Chen Pi Ah Si berhenti untuk menatapnya, lalu menatap Biksu Hua, sebelum memberi isyarat agar Biksu Hua berbicara. “Kami juga tidak tahu banyak,” Biksu Hua menjelaskan. “Semua informasi kami berasal dari ikan itu. Sembilan Naga Membawa Sang Raja mungkin merupakan semacam ritual pemakaman yang sudah lama ada. Teks aslinya sepertinya mengatakan bahwa peti jenazah Raja Wannu dibawa oleh sembilan naga. Naga-naga ini menjaga tubuhnya, jadi tidak ada yang bisa mendekatinya. Namun, bahasa Jurchen sekarang sangat tidak jelas. Semua yang baru saja saya sebutkan adalah terjemahan saya sendiri, jadi saya tidak tahu apakah itu akurat.”

Kemudian dia membacakan teks aslinya kepada kami. Bahasa Jurchen sangat aneh dan asing sehingga saya tidak memahaminya sama sekali.

“Wah, kalau kata-kata di ikan ini benar, kalau kita mau membuka peti mati Raja Wannu, bukankah kita mesti meniru Nezha dan melawan putra ketiga Raja Naga?” (1) canda Ye Cheng.

(1) Nezha adalah dewa pelindung dalam agama Tiongkok. Nama resmi Tao-nya adalah “Marsekal Altar Pusat”, tetapi ia kemudian diberi gelar “Pangeran Teratai Ketiga” setelah ia menjadi dewa. Ceritanya seperti ini: temannya hampir diculik oleh Raja Naga Laut Timur Ao Guang , tetapi Nezha melawan Ao Guang dan melukainya dengan parah, menyebabkannya kembali kepada Raja dan memohon orang lain untuk merawat Nezha. Raja Naga mengirim Ao Bing , putra ketiganya, yang kemudian dibunuh Nezha dalam pertempuran.

“Jangan khawatir. Kurasa Sembilan Naga yang Membawa Peti Mati Sang Raja ini mungkin hanya sembilan naga yang diukir di bagian bawah peti mati. Pikirkanlah,” kata Fatty, “kalau benar-benar ada naga, maka kita akan kaya raya. Kita tinggal menangkap satu saja, membawanya pulang, dan menaruhnya di Kota Terlarang. Aku jamin akan ada banyak orang. Wah, penjualan tiketnya saja bisa mencapai puluhan ribu.”

“Yang kau pikirkan hanyalah uang,” kataku padanya. “Jika kau benar-benar ingin menangkap seekor naga, kau harus menjadi Sun Wukong. Tapi aku belum pernah melihat Sun Wukong dengan figur seperti milikmu.”

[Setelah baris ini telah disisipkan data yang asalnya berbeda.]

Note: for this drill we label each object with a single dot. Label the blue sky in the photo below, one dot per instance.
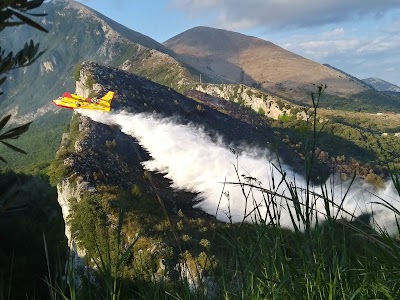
(360, 37)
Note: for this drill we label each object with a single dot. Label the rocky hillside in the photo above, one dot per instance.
(236, 58)
(382, 85)
(76, 33)
(265, 104)
(98, 169)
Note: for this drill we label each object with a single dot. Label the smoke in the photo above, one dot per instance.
(195, 162)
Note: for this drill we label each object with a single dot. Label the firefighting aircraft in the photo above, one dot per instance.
(73, 101)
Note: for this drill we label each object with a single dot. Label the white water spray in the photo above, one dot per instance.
(194, 162)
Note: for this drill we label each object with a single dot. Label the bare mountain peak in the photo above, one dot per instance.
(382, 85)
(214, 39)
(237, 58)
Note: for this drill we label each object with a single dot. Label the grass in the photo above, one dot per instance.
(323, 256)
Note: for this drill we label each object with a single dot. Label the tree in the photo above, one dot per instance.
(16, 13)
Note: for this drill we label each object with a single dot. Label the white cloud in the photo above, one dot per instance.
(241, 15)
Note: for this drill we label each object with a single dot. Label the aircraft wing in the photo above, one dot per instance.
(73, 101)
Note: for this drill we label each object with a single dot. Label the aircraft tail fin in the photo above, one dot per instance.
(107, 98)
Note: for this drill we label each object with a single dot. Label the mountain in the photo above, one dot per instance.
(382, 85)
(76, 33)
(239, 58)
(236, 58)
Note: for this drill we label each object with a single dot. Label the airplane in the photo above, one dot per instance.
(73, 101)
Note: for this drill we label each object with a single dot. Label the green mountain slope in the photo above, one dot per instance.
(238, 58)
(76, 33)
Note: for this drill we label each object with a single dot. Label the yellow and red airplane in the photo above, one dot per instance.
(73, 101)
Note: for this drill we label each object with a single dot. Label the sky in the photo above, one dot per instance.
(360, 37)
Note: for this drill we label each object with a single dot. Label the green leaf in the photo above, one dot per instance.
(16, 149)
(4, 121)
(28, 21)
(2, 80)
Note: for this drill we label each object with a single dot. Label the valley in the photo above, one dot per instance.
(227, 168)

Si Gendut langsung marah dan mulai mengumpat, “Memangnya kenapa kalau aku gendut? Aku mengandalkan gendut ini untuk menjelajah seluruh langit dan bumi. Dengan sedikit goncangan di sini, angin dan awan tiba-tiba berubah; dengan sedikit goncangan di sana, bumi berguncang dan gunung-gunung berguncang—ah!”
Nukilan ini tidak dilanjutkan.